A Festa Religiosa com Raízes Pagãs e Romanas

 

Isabel Carvalho e Cristina Castilho

No Mundo e em Portugal, conforme as culturas, o Natal é comemorado com muita alegria e um forte sentido de dádiva. Contudo, para muitos seres humanos, esta quadra não passa de uma festa anual que sempre proporciona o encontro com as famílias e os amigos. E, no centro destas reuniões, está, em geral, uma ampla mesa repleta de boas iguarias, para já não falarmos das músicas alusivas, que servem de fundo às conversas. Com raízes pagãs, segundo especialistas na matéria, o Natal é uma celebração religiosa, pelo menos, desde o Século IV D. C.

A celebração religiosa do Natal, conforme reza a história, teve o seu início no Século IV, pela mão do Papa Júlio I que, após exaustivas pesquisas, estabeleceu oficialmente o dia 25 de Dezembro, como a data mais provável do nascimento de Jesus Cristo.

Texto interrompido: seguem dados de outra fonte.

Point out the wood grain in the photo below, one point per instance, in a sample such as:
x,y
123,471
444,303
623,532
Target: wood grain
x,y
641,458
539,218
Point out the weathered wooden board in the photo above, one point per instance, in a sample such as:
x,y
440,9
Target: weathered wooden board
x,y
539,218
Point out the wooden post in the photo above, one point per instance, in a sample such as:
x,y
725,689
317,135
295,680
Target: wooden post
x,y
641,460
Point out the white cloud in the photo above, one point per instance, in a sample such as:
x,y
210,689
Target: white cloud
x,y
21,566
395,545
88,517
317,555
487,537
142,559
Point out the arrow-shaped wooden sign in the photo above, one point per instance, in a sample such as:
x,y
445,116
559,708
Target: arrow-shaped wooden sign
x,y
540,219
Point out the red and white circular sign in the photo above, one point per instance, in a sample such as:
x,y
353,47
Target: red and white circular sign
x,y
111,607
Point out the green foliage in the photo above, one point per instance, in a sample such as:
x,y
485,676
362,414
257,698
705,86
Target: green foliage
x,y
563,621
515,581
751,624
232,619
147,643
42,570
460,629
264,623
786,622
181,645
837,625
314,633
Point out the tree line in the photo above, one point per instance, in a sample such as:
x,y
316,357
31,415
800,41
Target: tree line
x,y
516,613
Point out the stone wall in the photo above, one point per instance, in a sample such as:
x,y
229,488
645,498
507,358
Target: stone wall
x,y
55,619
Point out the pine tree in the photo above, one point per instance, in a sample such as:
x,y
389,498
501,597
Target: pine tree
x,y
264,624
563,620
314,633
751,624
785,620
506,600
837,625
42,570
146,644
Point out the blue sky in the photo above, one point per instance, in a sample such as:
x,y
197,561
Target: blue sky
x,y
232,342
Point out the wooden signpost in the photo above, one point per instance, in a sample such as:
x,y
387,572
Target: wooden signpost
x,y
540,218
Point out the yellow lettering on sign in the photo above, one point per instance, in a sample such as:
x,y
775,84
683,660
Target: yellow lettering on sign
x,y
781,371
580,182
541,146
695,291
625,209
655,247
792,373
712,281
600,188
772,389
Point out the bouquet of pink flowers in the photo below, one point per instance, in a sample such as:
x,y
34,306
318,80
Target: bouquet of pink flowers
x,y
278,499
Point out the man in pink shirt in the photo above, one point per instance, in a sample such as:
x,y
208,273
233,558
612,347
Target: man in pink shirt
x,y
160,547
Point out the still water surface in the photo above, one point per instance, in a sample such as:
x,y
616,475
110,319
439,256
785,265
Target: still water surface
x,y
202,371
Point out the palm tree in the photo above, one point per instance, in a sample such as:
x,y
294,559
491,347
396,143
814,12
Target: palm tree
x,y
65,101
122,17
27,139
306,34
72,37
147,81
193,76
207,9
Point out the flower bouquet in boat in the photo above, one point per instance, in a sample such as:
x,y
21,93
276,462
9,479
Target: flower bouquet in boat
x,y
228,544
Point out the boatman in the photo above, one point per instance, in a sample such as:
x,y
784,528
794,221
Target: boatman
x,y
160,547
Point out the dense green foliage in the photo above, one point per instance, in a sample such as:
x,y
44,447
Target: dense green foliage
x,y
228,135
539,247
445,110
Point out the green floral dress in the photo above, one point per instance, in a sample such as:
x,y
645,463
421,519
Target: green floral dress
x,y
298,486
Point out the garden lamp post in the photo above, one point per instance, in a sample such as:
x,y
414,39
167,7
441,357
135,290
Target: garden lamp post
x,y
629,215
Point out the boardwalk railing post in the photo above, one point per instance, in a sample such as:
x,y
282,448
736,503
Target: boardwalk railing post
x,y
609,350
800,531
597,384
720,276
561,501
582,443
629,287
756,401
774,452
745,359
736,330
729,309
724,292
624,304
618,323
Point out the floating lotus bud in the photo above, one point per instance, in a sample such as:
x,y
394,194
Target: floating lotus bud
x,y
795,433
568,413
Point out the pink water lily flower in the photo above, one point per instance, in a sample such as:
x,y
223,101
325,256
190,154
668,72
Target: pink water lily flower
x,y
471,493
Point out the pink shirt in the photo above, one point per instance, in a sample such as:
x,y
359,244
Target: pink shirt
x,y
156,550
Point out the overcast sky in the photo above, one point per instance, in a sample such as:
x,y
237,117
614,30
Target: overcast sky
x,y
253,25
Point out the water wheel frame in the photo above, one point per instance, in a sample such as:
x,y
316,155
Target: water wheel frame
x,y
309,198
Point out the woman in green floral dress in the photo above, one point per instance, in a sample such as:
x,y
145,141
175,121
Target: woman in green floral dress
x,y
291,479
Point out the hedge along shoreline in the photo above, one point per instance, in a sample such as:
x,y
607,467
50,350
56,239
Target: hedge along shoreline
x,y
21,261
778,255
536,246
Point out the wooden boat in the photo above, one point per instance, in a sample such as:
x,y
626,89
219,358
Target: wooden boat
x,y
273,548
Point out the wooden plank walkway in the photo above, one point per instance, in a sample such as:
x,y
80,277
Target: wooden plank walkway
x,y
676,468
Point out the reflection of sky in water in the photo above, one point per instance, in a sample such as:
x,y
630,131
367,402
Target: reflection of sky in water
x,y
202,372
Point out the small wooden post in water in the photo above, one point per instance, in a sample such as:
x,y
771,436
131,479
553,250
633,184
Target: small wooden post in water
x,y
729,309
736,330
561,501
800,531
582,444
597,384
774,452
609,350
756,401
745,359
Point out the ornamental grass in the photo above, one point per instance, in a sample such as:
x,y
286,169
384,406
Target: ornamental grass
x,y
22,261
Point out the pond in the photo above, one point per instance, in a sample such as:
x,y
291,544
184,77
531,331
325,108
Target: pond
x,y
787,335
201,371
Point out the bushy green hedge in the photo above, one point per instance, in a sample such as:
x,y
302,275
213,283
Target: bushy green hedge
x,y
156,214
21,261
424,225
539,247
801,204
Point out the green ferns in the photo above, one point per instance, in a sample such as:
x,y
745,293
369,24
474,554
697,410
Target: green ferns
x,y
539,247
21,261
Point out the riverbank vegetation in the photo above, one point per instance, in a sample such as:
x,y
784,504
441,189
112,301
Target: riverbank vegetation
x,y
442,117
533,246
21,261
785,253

Há, porém, especialistas nesta matéria que defendem que embora as "origens das celebrações modernas se diluam no tempo, é possível reconhecer-lhes as suas raízes pagãs e romanas."

As pagãs, relacionadas com os festivais do solstício de Inverno; as romanas, com as celebrações em honra de Saturno.

Em ambos os casos, os festejos prolongavam-se por dias a fio, sempre com muita bebida e comida. Mas, é no seguimento da deliberação papal do Século IV D. C. que aqueles festejos pagãos começam a sua transformação e adaptação, que resultará na sua total assimilação. Este, um fenómeno que em Portugal reconhecemos em muitas romarias e festas populares, que no fundo foram cristianizadas pela Igreja.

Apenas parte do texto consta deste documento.